If you want the money rather than the glory you'd be in good company. That's how most bosses want their own good work rewarded (and arrange their compensation package accordingly).
And it's how almost every economist would advise your boss to reward you. But don't be so sure it is what you really want, what would yield you the most lasting satisfaction.
One of the big issues in business - particularly big business - is how best to motivate and reward good performance.
Since economics is defined by some economists as the study of incentives, you'd think this was right up their alley. But economics is so focused on monetary incentives that most economists tend to assume away any non-monetary motivations.
They'll tell you the best way to "incentivate" people is performance pay: promise them a particular bonus provided they meet the targets you've set on a few "key performance indicators". Apart from that, just pay the good performers more than the poor performers.
But there's a lot more to human motivation than that and, fortunately, some economists are starting to take a less narrow approach to the topic. One is Professor Bruno Frey, of the University of Zurich.
In a paper with Jana Gallus he discusses The Power of Awards and puts them into the context of other forms of reward. Money is obviously the most common form and it has the great advantage of "fungibility" - you can spend it however you choose. And it can be applied marginally - do a bit more, get a bit more; do a lot more, get a lot more.

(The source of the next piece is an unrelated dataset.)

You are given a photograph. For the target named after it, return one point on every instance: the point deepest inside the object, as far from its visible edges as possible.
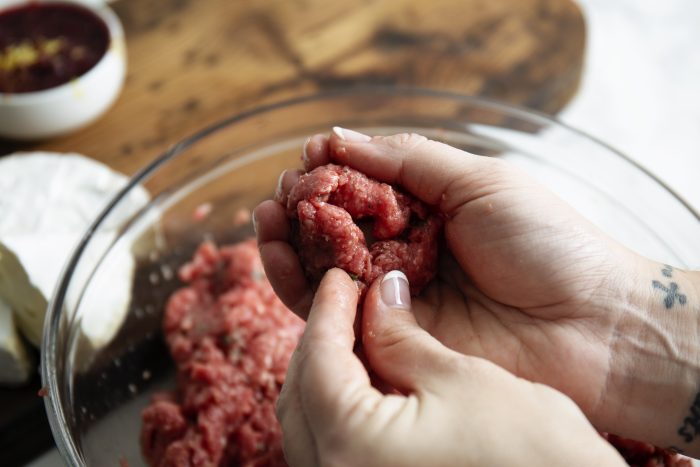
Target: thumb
(399, 351)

A second form of reward is non-monetary, but still a material award: fringe benefits, such as a company car or a particularly attractive office. These have the disadvantage of lacking fungibility (I might prefer money to a car), but usually carry a tax advantage. Even a corner office brings me status that isn't taxed.

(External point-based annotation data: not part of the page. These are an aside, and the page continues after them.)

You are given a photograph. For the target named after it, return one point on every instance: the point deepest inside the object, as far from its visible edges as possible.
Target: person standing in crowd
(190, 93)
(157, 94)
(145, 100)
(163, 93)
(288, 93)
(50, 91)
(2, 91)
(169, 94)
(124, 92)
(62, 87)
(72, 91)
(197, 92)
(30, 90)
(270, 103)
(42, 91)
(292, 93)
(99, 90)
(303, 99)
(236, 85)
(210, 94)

Money and cars are "extrinsic motivators" - you do a good job as a means to getting what you really want. The message is slow to get through to business, but among behavioural economists there's now more interest encouraging "intrinsic" motivation - you do a good job because it makes you feel good. You're good at what you do and you enjoy doing it. You like knowing you've done a lot to help your customers.

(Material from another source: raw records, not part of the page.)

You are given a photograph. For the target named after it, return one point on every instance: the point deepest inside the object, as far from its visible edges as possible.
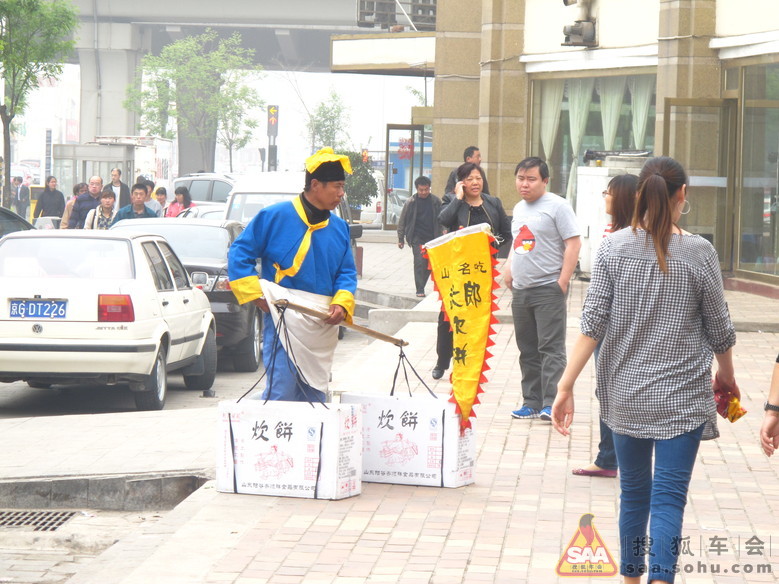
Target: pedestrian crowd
(95, 206)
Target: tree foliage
(326, 124)
(361, 185)
(36, 37)
(192, 81)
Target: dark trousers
(444, 343)
(421, 268)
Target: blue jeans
(658, 500)
(607, 457)
(282, 380)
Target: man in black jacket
(417, 225)
(21, 193)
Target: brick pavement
(509, 526)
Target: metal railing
(397, 15)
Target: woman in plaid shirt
(656, 300)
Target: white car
(105, 307)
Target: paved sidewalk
(510, 526)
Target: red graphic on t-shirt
(525, 241)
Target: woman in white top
(103, 215)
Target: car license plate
(38, 308)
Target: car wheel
(38, 385)
(156, 386)
(249, 351)
(205, 380)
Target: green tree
(326, 124)
(235, 127)
(361, 185)
(186, 82)
(35, 39)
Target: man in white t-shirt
(542, 260)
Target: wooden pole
(355, 327)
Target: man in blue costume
(305, 248)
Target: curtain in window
(551, 106)
(612, 93)
(579, 100)
(641, 89)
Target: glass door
(700, 134)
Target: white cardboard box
(289, 449)
(414, 441)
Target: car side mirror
(199, 279)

The way to foster intrinsic motivation is to treat your staff well, of course, but the key is to give people discretion in the way they do their jobs. It's the opposite of trying to tie them up with KPIs.
Frey and Gallus say awards fall somewhere between these two approaches - they're extrinsic, but often not material. They include titles, prizes, orders, medals and other decorations. They are ubiquitous in society, if not business.
They're widely used in public life (various ranks of the Order of Australia), the entertainment industry (Oscars, Grammys, Logies), journalism (Walkleys, journalist of the year), sport (Brownlow medal, Dally M medal, Olympic medals), academia (fellowships of prestigious scholarly bodies, honorary doctorates, Nobel prizes) and the Catholic Church (canonisation and papal knighthoods).
The point is that the many advantages of awards suggest they should be used more in the business world.
For one thing, they're cheap to confer, but highly valued by the recipient because of the recognition as well as status they bring - provided you don't give out too many, make them too easy to attain or award them to the clearly undeserving.
More significantly, they avoid the drawback of KPIs and performance pay. The authors say such inducements are appropriate only if the performance criteria are precisely determined and measured. But for many complex activities, this is not possible.
If it isn't, KPIs encourage what social scientists euphemistically call "strategic behaviour" - gaming the system by performing well only on those dimensions that are measured.
Monetary rewards may reduce work effort by crowding out intrinsic motivation, training people to try hard only when there's money to be gained. Why spend time helping a colleague when this might help them achieve their KPIs at the expense of your own?
The authors say monetary rewards don't induce employee loyalty. They're a strictly commercial transaction. But awards do encourage loyalty, as well as intrinsic motivation.
Overpaid chief executives shouldn't assume their workers are as materialistic as they are, nor should they imagine their firm would do better if their workers' materialistic tendencies were heightened.